O efeito já foi levado em consideração na previsão de crescimento global de 0,2% para o último trimestre, disse o diretor do Banco da França (Banque de France), François Villeroy de Galhau, a um comitê de finanças parlamentar.

Estima-se que 10% das empresas, principalmente nos setores de hotelaria e transporte, foram afetadas pelo desemprego, acrescentou ele, recusando-se a comentar o potencial impacto da ação trabalhista perturbadora na economia em 2020.

De Galhau descreveu como "limitado" o impacto econômico da greve, que começou em 5 de dezembro, mas disse que "isso de forma alguma diminui o verdadeiro desconforto sofrido por milhões de nossos concidadãos, funcionários e comerciantes".

Os parisienses suportaram o peso da greve liderada por motoristas de trem, metrô e ônibus, protestando contra as mudanças nos sistemas de aposentadoria.

Por semanas, a grande maioria das linhas de metrô de Paris foi fechada, o número de trens suburbanos foi drasticamente reduzido, e milhares de franceses viram seus planos de férias de dezembro modificados e até cancelados.
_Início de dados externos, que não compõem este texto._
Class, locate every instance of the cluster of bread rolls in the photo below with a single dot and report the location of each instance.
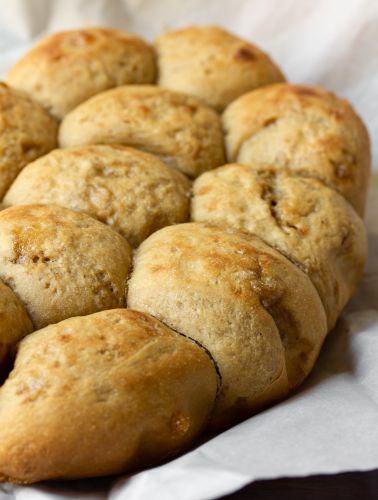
(160, 290)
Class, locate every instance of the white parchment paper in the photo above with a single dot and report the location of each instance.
(330, 425)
As empresas se queixaram de perdas de até 50% do volume de negócios, já que a escassez de transporte manteve os clientes afastados, principalmente durante a temporada de compras de Natal.

Com um em cada cinco motoristas ainda em greve na quarta-feira, de acordo com a empresa ferroviária da SNCF, o transporte público em Paris começou a melhorar, embora os viajantes ainda enfrentem ônibus e vagões cheios e muitos optem por continuar andando a pé, ou de bicicleta.